The Administration, realizing that political support for its globalization policy was waning, made a deal with the House Democratic leadership early in 1998 not to bring fast track back this year if its opponents would support an $18 billion expansion in funding for the International Monetary Fund. Now, to embarrass the Administration and divide it from its labor and progressive allies, Republican leaders in the Senate are promoting an omnibus trade bill that tacks fast track onto the African trade bill.

Expanding Funding for the IMF

The International Monetary Fund, established to stabilize exchange rates, has become the prime architect and enforcer of corporate globalism. In exchange for rescue loans, it has imposed ruinous structural adjustment plans that have virtually bled debtor countries to death. Although the IMF's actual operations have been little known to most Americans and even to many members of Congress, the spectacular failures of its recent bailouts in Russia, Asia and Mexico have finally brought its disastrous policies of imposed austerity, corporate welfare and deregulation into question.

As the manic boom phase of globalization began to falter with the outbreak of the Asian crisis a year ago, the Clinton Administration decided that expanded funding for IMF bailouts was the best hope for forestalling deflationary contagion-and for protecting the speculative loans and investments made by its friends in the international financial community. It therefore promoted the $18 billion "replenishment"-actually a huge expansion of IMF funding. With strong lobbying from the Clinton Administration and the House Democratic leadership, most Democrats signed on, partly in exchange for the withdrawal of fast track, partly from fear of global meltdown, partly as a sign of support for an internationalist approach to solving economic problems and partly because they were offered "reforms" that seemed to fix some of the IMF's flaws but that turned out to be toothless. Republicans were split: Corporate types like Newt Gingrich supported IMF replenishment, while right-wingers like Dick Armey and "Main Street Republicans" opposed it.

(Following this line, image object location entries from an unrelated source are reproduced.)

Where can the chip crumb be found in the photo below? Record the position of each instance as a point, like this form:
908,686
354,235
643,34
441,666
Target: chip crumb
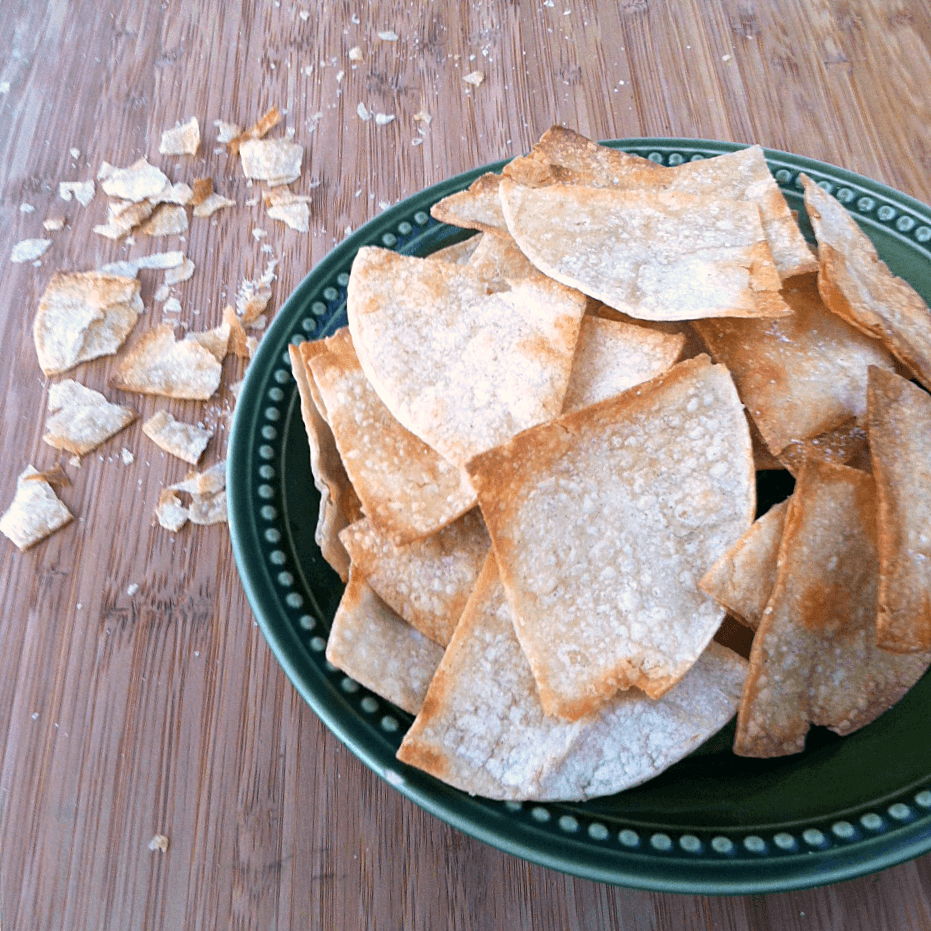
28,250
181,139
82,191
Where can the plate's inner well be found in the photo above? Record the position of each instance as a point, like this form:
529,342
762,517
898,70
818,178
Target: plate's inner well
848,805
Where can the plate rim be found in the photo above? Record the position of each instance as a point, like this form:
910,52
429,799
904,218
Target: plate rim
646,862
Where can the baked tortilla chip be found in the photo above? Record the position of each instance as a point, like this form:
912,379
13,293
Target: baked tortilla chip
187,441
160,364
82,316
858,286
80,419
35,512
372,645
482,729
461,368
655,255
406,488
900,448
814,658
339,503
800,376
742,580
611,356
602,522
427,582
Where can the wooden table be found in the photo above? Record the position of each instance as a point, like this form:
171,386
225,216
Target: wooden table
139,696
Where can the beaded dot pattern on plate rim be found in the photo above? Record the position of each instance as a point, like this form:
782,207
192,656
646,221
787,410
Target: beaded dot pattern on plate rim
327,312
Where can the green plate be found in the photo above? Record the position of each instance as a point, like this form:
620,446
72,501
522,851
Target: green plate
714,823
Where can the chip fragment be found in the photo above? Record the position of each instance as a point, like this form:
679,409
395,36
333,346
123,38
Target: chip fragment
160,364
655,255
187,441
427,582
82,316
900,449
482,729
80,419
489,364
859,287
372,645
602,522
35,512
814,658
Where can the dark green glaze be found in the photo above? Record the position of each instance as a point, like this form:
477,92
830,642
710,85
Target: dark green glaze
714,823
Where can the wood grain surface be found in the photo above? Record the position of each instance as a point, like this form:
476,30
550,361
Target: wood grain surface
128,712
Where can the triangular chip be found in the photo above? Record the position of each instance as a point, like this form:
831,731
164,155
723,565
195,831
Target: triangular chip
814,658
459,367
372,645
35,512
274,161
160,364
82,316
80,419
338,500
655,255
187,441
742,579
858,286
406,488
427,582
800,376
482,729
611,356
900,448
603,521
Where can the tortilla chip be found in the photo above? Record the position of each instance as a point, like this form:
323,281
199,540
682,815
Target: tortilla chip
35,512
338,500
814,658
181,139
136,183
290,208
603,520
167,220
858,286
476,208
82,316
406,488
160,364
427,582
900,447
655,255
274,161
187,441
80,419
743,579
801,376
487,366
482,729
372,645
169,512
611,357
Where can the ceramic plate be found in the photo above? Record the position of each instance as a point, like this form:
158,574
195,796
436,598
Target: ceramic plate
714,823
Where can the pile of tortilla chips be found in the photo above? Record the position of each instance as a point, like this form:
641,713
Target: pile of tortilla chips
537,451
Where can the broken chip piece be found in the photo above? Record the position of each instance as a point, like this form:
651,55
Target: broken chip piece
82,316
35,512
80,419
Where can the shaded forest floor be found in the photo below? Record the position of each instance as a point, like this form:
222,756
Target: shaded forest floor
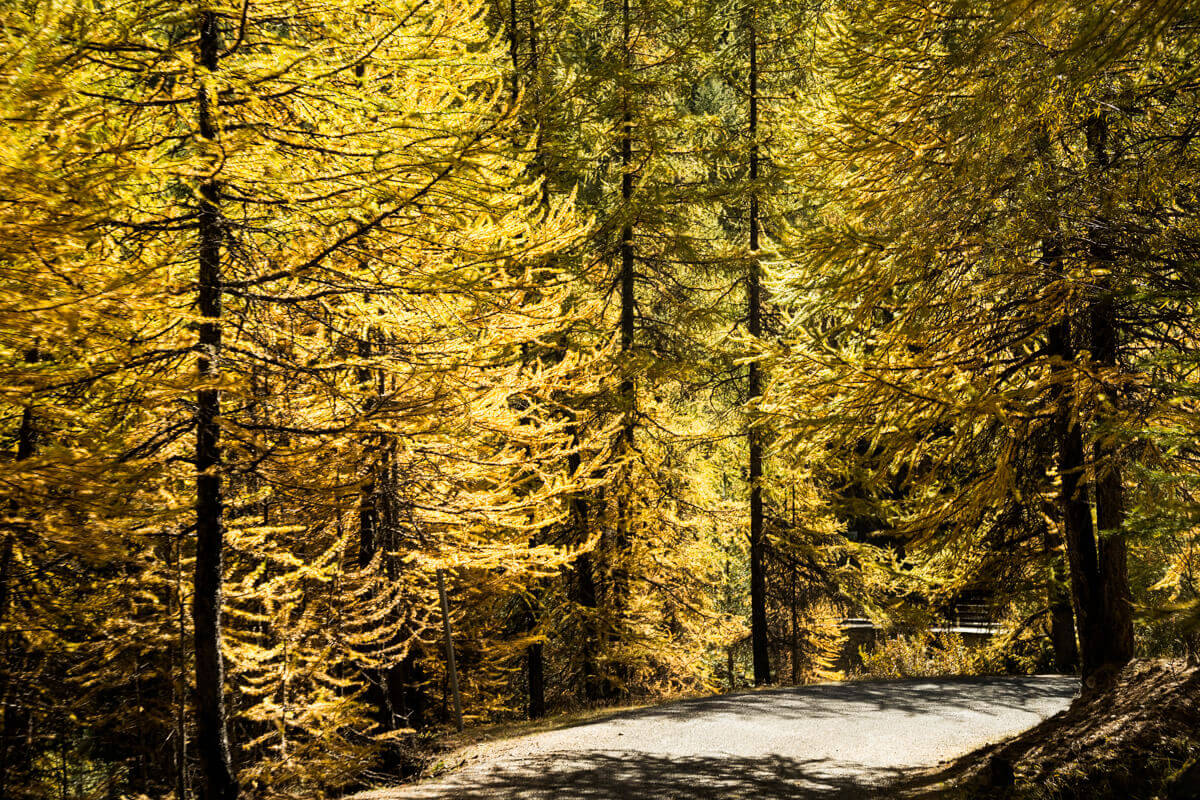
1138,740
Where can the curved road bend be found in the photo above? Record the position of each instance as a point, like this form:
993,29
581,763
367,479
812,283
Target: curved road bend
835,740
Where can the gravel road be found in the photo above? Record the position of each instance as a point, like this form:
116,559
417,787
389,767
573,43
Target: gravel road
838,740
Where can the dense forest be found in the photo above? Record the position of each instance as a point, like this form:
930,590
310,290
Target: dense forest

Meanwhile, right-wing populists like Pat Buchanan are lining up to ride to power on public fear and anger about globalization. If corporate globalism continues to result in deteriorating conditions of life for ordinary Americans, we're likely to see a rise of scapegoating demagogy and virulent right-wing economic nationalism.

Fortunately, from the debates over NAFTA, fast track, the World Trade Organization and the IMF-and from the growing links among popular movements and progressive parliamentarians around the world-a progressive alternative to corporate globalism and isolationist xenophobia is emerging. Such a progressive alternative to corporate globalism-based on global labor rights, environmental protections, sustainable development, democratization and international institutions to counter uncontrolled deflations and the race to the bottom-is the key to blocking the rise of right-wing nationalism.

Elements of this agenda are already being implemented in civil society-for example, by the anti-sweatshop campaigns that are forcing companies like Gap and Nike to reconsider some of their most reprehensible labor practices. Other elements such as the recently passed Sanders-Harkin amendment banning the import of products made with child labor-have been written into law. Still others have been introduced into legislation that would end US financial support for IMF programs that degrade the environment and undermine workers' rights, restrict the power of governments to regulate "hot money" capital flows and give more bailouts to international bankers and investors.

Progressives have rarely presented these elements as a coherent alternative-a "new architecture" for the global economy. I and other progressives in Congress will be introducing legislation next session to begin laying out such an alternative. The upcoming debates on fast track and the IMF provide an opportunity to consider whether the global economy is going in the right direction and to look at alternatives. If instead we rubber-stamp fast track and IMF expansion, we will only increase the likelihood that meltdown will go global.

Bernie Sanders is the Independent US Representative from Vermont.